Someone thrust a leash into her hand, and at the end of it, there was the basset, safe and sound, in his brilliant blue-and-gold service dog outfit, which did, she now remembered, have her name embroidered on it, followed by “HPD.” Alphonse, not Amy, was the cynosure of all media. Apparently he had found a toddler freezing in a ditch. On either side of her, TV reporters broadcast identical fables about little miracles, answered prayers, and single rays of hope. Someone had given him a soup bone on which he crunched happily, stretched out on the ground and propped up on his elbows like a sphinx, holding it upright in his great front paws, his profile dancing in the strobe of flashing cameras. “Bassets are never used for search and rescue,” some expert was explaining. “This is most unusual.” Amy couldn’t figure it out either, unless the child had cookies in her pocket. That was probably it.

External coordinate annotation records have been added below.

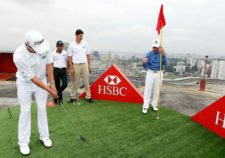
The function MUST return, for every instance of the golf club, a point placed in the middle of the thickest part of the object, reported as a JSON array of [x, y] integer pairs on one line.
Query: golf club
[[82, 138]]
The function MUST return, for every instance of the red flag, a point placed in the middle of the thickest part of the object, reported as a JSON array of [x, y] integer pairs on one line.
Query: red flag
[[161, 20]]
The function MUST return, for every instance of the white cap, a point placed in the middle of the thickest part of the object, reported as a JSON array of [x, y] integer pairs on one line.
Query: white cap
[[156, 43], [36, 41]]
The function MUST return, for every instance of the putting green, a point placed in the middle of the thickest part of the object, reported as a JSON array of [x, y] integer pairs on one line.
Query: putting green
[[113, 130]]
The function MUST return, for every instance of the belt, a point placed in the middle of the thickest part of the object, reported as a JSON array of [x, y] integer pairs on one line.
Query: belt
[[79, 63], [155, 71], [60, 68]]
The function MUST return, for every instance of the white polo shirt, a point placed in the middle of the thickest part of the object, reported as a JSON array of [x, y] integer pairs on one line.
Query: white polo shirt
[[59, 60], [78, 51], [30, 64]]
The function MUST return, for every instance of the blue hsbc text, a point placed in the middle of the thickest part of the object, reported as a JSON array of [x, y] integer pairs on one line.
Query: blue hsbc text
[[112, 90]]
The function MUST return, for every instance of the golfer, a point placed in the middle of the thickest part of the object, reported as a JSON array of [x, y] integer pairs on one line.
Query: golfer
[[32, 62], [59, 59], [80, 65], [152, 81]]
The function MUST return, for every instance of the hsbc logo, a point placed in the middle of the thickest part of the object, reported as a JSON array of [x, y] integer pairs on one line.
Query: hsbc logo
[[220, 117], [112, 80], [112, 87]]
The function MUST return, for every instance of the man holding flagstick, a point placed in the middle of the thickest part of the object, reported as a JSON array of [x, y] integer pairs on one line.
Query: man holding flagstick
[[153, 63]]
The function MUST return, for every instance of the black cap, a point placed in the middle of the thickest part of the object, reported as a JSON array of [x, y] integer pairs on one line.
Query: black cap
[[59, 43]]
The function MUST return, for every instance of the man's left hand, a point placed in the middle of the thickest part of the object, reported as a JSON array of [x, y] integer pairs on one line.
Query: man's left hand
[[53, 87], [161, 50]]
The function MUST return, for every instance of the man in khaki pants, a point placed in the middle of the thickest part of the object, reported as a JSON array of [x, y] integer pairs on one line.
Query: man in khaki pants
[[79, 62]]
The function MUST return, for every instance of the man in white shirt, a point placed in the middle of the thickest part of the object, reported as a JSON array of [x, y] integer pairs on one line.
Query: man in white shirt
[[32, 62], [79, 61], [59, 59]]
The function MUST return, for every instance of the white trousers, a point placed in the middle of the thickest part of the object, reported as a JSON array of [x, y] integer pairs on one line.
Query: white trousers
[[24, 93], [151, 91]]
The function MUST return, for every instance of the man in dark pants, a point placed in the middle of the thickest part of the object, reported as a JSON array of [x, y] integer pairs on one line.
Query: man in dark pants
[[59, 59]]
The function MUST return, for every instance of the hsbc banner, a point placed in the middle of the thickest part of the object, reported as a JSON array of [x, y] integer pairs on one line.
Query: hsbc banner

She was still cold, deep in her bones, so she rolled herself tight in the blanket and curled up on her side, facing away from the commotion. After a lon
g while it died down. She called him to her and folded him into the blanket and nestled against him. He smelled like smoke and earth, and he warmed her. She had never been in shock before, and assumed that soon it would either set in or wear off. She waited for it, listening to cries and chatter and far-off wails and sirens and the rumble and whine of machines. Already she was losing Thelma’s bright eyes, her upturned face in the moonlight, already Thelma’s dying moments were turning into words, she could feel them slip away to join the rest of her own chaotic memory stores. What a shame that all of Thelma’s hoarded data, all those images she had categorized, dusted, and polished, every one of them was gone.
A hand grabbed her shoulder. “Take me last,” she said, “it’s just a broken rib.” The lummox handed her a cell phone. “Somebody wants to talk to you,” he said.
“Babe,” said Maxine.
It must be at least three in the morning. How had she found her?
“You look like something out of Titus Andronicus.”
“Oh, for God’s sake. Am I on the TV?”
“Not at the moment. Look, I booked you a flight from Helena.”
“Why would you do that? You know I don’t fly.”
“Seriously? What are you afraid of now?”
“Flying!”
“Amy,” Maxine said. Amy could not remember Maxine ever calling her by name. “You’ve just gotten yourself into a mass-fatality accident. It’s all over the news. They’re saying twenty-three dead. You’re alive. You got past it. Just fly the hell home and call me, because we’ve got a lot to talk about, let me tell you.”
Amy noticed something odd: Maxine hadn’t coughed once during this speech. In fact, she hadn’t coughed, at least on the phone, for a while now. Was she really dying? Did she even have emphysema? Amy was afraid to ask. “You’ve seen too much bad TV. Knock it off with the profiling.”